MALBO: Optimizing LLM-Based Multi-Agent Teams via Multi-Objective Bayesian Optimization
Antonio Sabbatella
TL;DR
MALBO tackles the challenging problem of optimally composing LLM-based agent teams by framing it as a multi-objective black-box optimization over task accuracy and inference cost. The method relaxes discrete model assignments into a continuous feature space, then uses independent Gaussian Process surrogates and the qLogEHVI acquisition to efficiently approximate the Pareto front, mapping ideal solutions back to deployable LLM configurations.
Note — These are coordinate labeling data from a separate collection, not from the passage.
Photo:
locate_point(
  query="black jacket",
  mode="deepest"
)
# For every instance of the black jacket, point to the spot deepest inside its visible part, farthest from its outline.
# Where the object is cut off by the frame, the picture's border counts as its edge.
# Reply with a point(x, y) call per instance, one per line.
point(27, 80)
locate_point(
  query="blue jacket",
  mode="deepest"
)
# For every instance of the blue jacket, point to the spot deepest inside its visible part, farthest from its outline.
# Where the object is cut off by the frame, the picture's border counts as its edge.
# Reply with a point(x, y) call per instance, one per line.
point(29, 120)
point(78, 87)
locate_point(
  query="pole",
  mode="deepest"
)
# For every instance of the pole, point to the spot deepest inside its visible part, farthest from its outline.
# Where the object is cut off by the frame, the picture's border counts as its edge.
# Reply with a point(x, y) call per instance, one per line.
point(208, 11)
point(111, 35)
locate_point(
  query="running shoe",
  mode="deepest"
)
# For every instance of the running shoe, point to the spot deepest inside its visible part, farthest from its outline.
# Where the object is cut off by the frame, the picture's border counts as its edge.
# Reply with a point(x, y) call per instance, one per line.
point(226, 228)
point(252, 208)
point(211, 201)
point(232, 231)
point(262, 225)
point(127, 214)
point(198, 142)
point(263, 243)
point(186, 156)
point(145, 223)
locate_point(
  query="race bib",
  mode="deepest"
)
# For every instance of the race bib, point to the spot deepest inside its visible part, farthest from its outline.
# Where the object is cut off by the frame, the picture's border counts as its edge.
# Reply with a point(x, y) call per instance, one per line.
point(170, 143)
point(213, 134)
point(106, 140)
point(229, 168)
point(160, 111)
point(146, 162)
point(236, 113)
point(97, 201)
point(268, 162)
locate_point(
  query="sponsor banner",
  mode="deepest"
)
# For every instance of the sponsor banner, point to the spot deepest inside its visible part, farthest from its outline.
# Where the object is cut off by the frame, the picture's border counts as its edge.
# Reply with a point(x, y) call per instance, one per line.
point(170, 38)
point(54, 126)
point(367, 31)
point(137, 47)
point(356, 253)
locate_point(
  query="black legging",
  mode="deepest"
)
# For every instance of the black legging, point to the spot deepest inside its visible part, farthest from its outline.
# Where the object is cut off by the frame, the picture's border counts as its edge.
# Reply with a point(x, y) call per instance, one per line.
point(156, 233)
Empirical results on the GAIA benchmark show that MALBO can achieve substantial cost reductions (up to ~66%) with comparable average performance, and identify specialized, heterogeneous teams that outperform homogeneous baselines on cost-efficiency. The work provides actionable, data-driven guidance for deploying cost-effective, highly specialized multi-agent AI systems and lays groundwork for extending to additional objectives and information sources in future research.
Abstract
The optimal assignment of Large Language Models (LLMs) to specialized roles in multi-agent systems is a significant challenge, defined by a vast combinatorial search space, expensive black-box evaluations, and an inherent trade-off between performance and cost. Current optimization methods focus on single-agent settings and lack a principled framework for this multi-agent, multi-objective problem. This thesis introduces MALBO (Multi-Agent LLM Bayesian Optimization), a systematic framework designed to automate the efficient composition of LLM-based agent teams. We formalize the assignment challenge as a multi-objective optimization problem, aiming to identify the Pareto front of configurations between task accuracy and inference cost. The methodology employs multi-objective Bayesian Optimization (MOBO) with independent Gaussian Process surrogate models. By searching over a continuous feature-space representation of the LLMs, this approach performs a sample-efficient exploration guided by the expected hypervolume improvement. The primary contribution is a principled and automated methodology that yields a Pareto front of optimal team configurations. Our results demonstrate that the Bayesian optimization phase, compared to an initial random search, maintained a comparable average performance while reducing the average configuration cost by over 45%. Furthermore, MALBO identified specialized, heterogeneous teams that achieve cost reductions of up to 65.8% compared to homogeneous baselines, all while maintaining maximum performance. The framework thus provides a data-driven tool for deploying cost-effective and highly specialized multi-agent AI systems.